We retrospectively reviewed 1129 consecutive patients who underwent extirpative surgeries for a clinical T1 renal mass, for which the preoperative aspects and dimensions used for an anatomical (PADUA) classification were available. Multivariate logistic regression analyses of demographic and anatomical characteristics were performed. Nomograms to predict malignancy and high grade pathology were constructed using a basic model (age, sex and tumour size), and an extended model (anatomical characteristics incorporated into the basic model), and the area under the curve (AUC) between models was compared.

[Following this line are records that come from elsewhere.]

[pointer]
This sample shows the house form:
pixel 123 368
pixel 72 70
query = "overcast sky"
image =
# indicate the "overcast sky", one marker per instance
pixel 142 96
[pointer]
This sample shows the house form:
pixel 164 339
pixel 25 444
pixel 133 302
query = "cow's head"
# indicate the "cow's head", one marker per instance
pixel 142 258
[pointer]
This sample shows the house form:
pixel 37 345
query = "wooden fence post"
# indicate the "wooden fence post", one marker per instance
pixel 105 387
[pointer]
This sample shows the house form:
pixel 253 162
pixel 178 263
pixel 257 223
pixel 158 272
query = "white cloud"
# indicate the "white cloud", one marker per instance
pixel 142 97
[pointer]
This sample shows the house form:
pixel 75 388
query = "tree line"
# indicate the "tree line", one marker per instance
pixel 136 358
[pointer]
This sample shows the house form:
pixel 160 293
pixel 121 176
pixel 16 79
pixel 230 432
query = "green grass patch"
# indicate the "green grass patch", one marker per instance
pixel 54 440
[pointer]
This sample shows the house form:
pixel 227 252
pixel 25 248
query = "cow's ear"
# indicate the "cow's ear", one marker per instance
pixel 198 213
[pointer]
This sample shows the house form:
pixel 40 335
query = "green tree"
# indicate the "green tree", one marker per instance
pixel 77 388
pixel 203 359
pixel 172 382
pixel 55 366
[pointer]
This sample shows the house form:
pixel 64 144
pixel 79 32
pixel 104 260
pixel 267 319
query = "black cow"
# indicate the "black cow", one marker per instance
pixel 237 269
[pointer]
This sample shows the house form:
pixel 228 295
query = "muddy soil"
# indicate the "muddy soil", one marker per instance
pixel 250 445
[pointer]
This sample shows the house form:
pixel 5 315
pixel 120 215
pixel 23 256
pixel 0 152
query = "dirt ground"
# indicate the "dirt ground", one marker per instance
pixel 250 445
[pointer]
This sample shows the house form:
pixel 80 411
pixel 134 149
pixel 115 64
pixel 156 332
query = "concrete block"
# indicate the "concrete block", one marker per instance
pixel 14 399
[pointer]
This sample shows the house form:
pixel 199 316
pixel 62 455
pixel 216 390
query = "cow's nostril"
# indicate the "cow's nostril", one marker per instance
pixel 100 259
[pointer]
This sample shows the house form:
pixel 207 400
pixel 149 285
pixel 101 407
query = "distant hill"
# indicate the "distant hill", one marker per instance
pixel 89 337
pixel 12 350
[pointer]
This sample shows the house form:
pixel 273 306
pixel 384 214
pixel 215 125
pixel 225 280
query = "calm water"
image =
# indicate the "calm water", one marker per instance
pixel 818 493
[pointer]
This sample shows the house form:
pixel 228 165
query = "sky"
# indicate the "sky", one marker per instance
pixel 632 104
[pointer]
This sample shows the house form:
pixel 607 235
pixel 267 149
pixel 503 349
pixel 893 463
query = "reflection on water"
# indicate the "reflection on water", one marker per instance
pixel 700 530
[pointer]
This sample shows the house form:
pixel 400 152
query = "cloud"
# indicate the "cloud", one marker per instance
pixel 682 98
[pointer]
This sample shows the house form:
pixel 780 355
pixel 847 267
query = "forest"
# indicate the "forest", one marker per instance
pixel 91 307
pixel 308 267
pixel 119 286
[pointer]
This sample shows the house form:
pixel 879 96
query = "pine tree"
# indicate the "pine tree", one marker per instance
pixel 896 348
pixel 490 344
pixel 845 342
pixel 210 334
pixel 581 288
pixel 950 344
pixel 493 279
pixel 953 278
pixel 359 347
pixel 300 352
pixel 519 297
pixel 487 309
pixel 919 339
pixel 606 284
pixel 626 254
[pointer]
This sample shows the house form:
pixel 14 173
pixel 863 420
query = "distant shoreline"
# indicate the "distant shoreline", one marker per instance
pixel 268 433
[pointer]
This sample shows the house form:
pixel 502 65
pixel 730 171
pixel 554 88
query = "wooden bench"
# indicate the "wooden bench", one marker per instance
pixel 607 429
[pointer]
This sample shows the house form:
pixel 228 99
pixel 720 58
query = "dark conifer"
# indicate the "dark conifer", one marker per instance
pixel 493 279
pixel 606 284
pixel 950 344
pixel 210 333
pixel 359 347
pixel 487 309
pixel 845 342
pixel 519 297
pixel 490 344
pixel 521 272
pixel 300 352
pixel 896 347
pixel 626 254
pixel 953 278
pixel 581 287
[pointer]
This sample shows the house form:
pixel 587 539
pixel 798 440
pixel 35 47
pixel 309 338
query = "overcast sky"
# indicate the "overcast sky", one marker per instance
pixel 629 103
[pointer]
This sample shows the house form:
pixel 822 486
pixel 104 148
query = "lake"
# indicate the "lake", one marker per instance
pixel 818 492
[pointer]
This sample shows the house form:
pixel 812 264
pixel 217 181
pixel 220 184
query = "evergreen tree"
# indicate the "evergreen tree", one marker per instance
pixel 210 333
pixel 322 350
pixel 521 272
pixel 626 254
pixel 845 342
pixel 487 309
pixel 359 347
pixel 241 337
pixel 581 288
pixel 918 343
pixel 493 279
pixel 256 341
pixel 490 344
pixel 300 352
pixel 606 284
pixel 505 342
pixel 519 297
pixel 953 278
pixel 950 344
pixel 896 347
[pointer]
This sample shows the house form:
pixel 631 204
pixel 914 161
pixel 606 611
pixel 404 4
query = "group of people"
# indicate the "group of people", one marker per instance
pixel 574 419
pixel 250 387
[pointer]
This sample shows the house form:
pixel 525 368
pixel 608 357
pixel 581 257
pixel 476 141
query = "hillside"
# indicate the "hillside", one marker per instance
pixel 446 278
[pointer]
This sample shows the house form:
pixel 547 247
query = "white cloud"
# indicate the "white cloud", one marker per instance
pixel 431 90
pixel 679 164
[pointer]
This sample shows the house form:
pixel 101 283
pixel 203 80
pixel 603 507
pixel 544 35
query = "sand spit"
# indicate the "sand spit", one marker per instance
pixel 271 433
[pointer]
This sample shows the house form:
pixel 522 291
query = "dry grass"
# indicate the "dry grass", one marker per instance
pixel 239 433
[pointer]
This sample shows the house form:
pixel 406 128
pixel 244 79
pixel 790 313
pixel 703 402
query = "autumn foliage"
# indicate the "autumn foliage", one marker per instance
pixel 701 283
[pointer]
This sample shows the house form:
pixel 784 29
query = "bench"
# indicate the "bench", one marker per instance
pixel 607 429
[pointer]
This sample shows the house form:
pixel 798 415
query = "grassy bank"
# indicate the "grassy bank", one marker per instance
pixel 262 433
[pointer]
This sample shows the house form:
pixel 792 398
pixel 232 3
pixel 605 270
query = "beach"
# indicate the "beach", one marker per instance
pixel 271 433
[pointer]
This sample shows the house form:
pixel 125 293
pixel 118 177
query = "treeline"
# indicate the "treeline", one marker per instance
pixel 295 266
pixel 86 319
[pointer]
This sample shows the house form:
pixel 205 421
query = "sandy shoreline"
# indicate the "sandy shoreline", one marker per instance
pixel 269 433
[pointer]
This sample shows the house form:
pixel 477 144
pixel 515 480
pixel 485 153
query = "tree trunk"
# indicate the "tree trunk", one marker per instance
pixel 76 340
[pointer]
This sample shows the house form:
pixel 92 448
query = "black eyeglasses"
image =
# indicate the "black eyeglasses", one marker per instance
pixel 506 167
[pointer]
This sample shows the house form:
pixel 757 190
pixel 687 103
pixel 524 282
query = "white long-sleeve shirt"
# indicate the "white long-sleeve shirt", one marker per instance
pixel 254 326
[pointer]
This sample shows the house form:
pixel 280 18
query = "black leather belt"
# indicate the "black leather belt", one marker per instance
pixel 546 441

Age, sex and tumour size were significantly associated with malignancy and high grade pathology in the T1 and T1a category (except sex for high grade pathology in T1a tumours). Exophytic rate (T1 and T1a) and renal sinus or urinary collecting system involvement (only T1a) were also significant predictors of high grade pathology. Nomograms using the extended model for malignancy showed an insignificant AUC increase compared with those using the basic model (T1, from 0.771 to 0.780, P = 0.149, and T1a, from 0.803 to 0.819, P = 0.055). For high grade pathology, the extended model achieved a significant AUC increase (from 0.595 to 0.643, P = 0.014) in the T1a category, but the AUC for both T1 and T1a tumours showed merely modest competence (0.654 and 0.643, respectively).
Age, sex and tumour size are the primary predictors of tumour pathology of SRMs, and incorporating other anatomical characteristics has only a limited positive effect on the accuracy of prediction of pathological outcomes.
评估评估肾肿块解剖特征是否会提高小肾肿块 (SRM) 肿瘤病理预测的准确性。
我们回顾性分析了 1129 例连续接受肾肿块切除术的患者,这些患者的术前表现和用于解剖 (PADUA) 分类的尺寸均可获得。对人口统计学和解剖特征进行了多变量逻辑回归分析。使用基本模型(年龄、性别和肿瘤大小)和扩展模型(将解剖特征纳入基本模型)构建预测恶性肿瘤和高级别病理的列线图,并比较模型之间的曲线下面积 (AUC)。
年龄、性别和肿瘤大小与 T1 和 T1a 肿瘤的恶性肿瘤和高级别病理显著相关(T1a 肿瘤的性别与高级别病理无关)。外生性率(T1 和 T1a)和肾窦或尿收集系统受累(仅 T1a)也是高级别病理的重要预测因素。使用扩展模型的恶性肿瘤列线图与使用基本模型的列线图相比,AUC 增加不显著(T1 从 0.771 增加到 0.780,P=0.149,T1a 从 0.803 增加到 0.819,P=0.055)。对于高级别病理,扩展模型在 T1a 类别中显著增加了 AUC(从 0.595 增加到 0.643,P=0.014),但 T1 和 T1a 肿瘤的 AUC 仅略有提高(分别为 0.654 和 0.643)。
年龄、性别和肿瘤大小是 SRM 肿瘤病理的主要预测因素,而纳入其他解剖特征对预测病理结果的准确性只有有限的积极影响。